Bir Suçluyken Yehova’nın Bir Şahidi Olmak Üzere Hakikat Beni Nasıl Değiştirdi
MAINE (ABD) eyaletinin küçük bir kentinde büyüdüm. Sürekli olarak küçük yaramazlıklar yapan biriydim. Babam beni bu gibi kötü davranışlarda bulunurken yakaladığında, sopayla döverdi. Zaman zaman, özellikle 11. doğum günümde babamın vefat etmesinden sonra, çok yalnızlık çektim.

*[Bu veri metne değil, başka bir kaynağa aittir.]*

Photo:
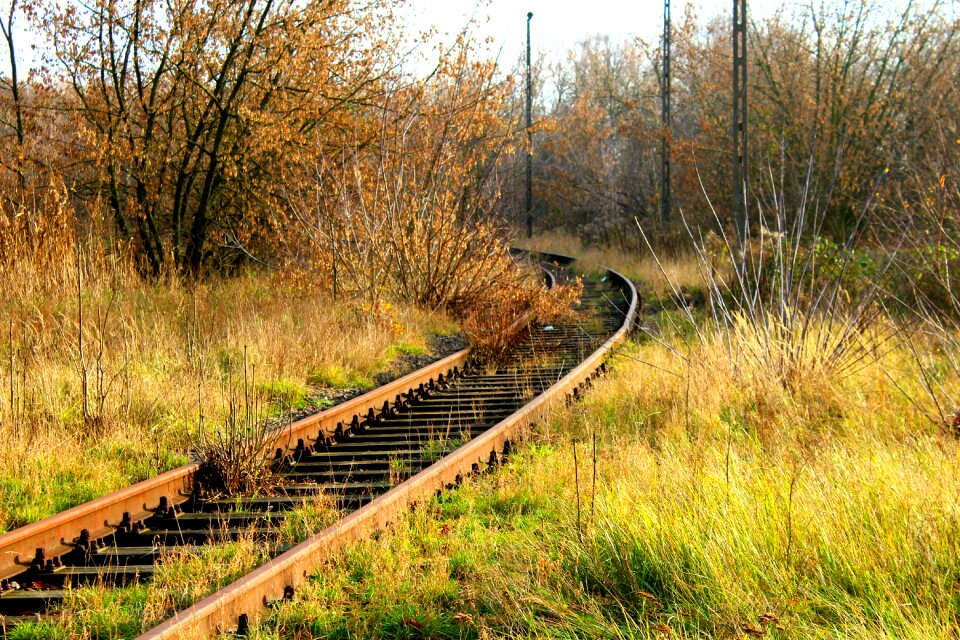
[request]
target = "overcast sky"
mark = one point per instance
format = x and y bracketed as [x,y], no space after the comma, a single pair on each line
[558,24]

Büyük bir şehre taşındıktan sonra küçük yaramazlıklardan çok daha ciddi şeyler yapmaya başladım; örneğin, dükkân ve evleri soymak gibi. Sırf başarıp başaramayacağımı görmek için zorla bir nalbur dükkânına girdim. Dükkânlardan her zaman çok şey almıyordum, bunu sadece heyecan duymak için yapıyordum. Şimdi geriye baktığımda, kanımca yaptığım birçok şeye fazla TV seyretmem neden oldu—şiddetli şovların içine çekilmiştim sanki.

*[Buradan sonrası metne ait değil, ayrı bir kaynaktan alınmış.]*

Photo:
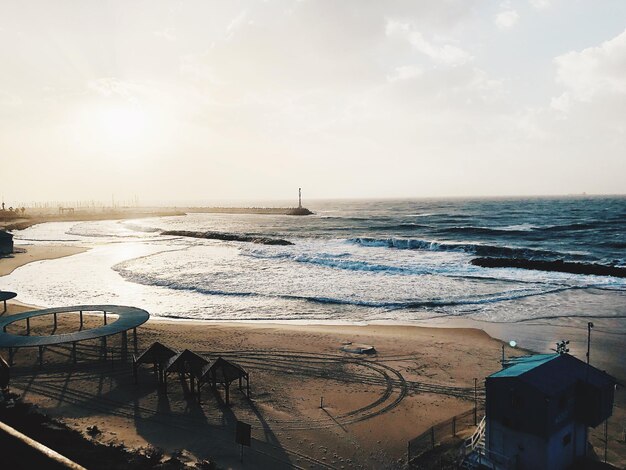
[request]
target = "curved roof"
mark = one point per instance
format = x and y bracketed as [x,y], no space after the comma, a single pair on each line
[128,318]
[6,295]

İşlediğim suçlar giderek daha kötü bir hal aldı. Bunlardan yakalanmadan sıyrılmış olmam bana daha fazla cesaret verdi. Sonra yakayı ele verdim. 15 veya 16 yaşlarındaydım ve gece saat iki sularında bir süpermarkette “alışveriş” yapıyordum—tabii o saat bu işi yapmak için uygun bir vakit olamazdı. Yaşımın küçük olması nedeniyle, altı ay gözetim altında kaldım. Bu tecrübeden hiçbir şey öğrenmedim; ufak tefek hırsızlıklarım devam etti.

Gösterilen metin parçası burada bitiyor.